7 Coping Skills To Help Manage Anxiety Symptoms
Anxiety symptoms can make daily life challenging, but there may be many coping skills you can employ to keep anxious thoughts and feelings in check. Several potentially effective strategies can include talking yourself down, speaking with a friend or family, assessing your options, taking notice of your feelings, monitoring your thoughts, taking deep breaths, and practicing mindfulness. In some cases, however, these interventions may not be enough to keep anxiety at bay. If anxiety symptoms are negatively impacting your life, please don’t hesitate to reach out for professional help. You can connect with a licensed therapist online or seek out a mental health professional in your local area.
Anxiety coping skills to try
While the words “stress” and “anxiety” are often used interchangeably, anxiety in psychology generally refers to a group of mental health disorders that typically involve intense and excessive feelings of fear, worry, and nervousness. Common symptoms of anxiety disorders include feeling overwhelmed, experiencing poor sleep, and unhelpful thoughts that affect overall mental well-being.

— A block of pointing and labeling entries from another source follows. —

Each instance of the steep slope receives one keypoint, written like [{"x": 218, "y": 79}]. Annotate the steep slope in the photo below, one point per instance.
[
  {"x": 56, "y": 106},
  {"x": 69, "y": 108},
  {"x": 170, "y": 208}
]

The feelings can interfere with daily activities such as job performance, schoolwork, and relationships.
Anxiety disorders can be common. In the United States, it is estimated that more than 40 million people over 18 may live with an anxiety disorder. If you have one or believe you may be living with one, you may need to follow a more comprehensive treatment plan with the help of a licensed mental health professional.

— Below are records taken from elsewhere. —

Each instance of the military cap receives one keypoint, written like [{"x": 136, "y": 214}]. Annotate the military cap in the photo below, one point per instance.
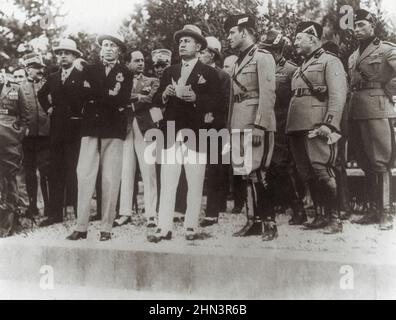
[
  {"x": 116, "y": 38},
  {"x": 33, "y": 60},
  {"x": 310, "y": 27},
  {"x": 161, "y": 56},
  {"x": 240, "y": 20},
  {"x": 193, "y": 31},
  {"x": 272, "y": 39},
  {"x": 362, "y": 14}
]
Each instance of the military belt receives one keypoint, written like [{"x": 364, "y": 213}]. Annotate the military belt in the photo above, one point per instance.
[
  {"x": 245, "y": 96},
  {"x": 365, "y": 85},
  {"x": 7, "y": 112},
  {"x": 302, "y": 92}
]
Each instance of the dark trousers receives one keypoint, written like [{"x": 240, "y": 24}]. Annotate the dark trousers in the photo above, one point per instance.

Whether you feel stressed from the challenges of everyday life or feel anxious all the time, you can try several things to alleviate the discomfort. These tips may be enough to get you through most of your anxious moments or act as helpful short-term or complementary coping mechanisms.
1. Talk yourself down
Trying to talk yourself down may not work for all people, and it may not work all the time. However, if you’re worried about a minor situation, you might consider asking yourself, “What's the worst that could happen?”
You may conclude that the worst that can happen isn't all that bad. In fact, the situation at hand may give you the strength you need to power through your feelings and do what's scaring you. The more often you face your fears, the more power you may have over those fears.
2. Talk to someone
If you start to feel anxious, you might benefit from talking about it with someone you trust. Talking to someone else can help in many ways. Saying what you're worried about out loud can relieve some of your feelings, and communicating with someone else can help you get a different perspective on things. You might join a support group relevant to your particular challenges or talk to a mental health provider in addition to friends or family.
3. Assess your options
If you've determined that the worst that can happen is actually quite bad, you might ask yourself what you can do right now to improve things.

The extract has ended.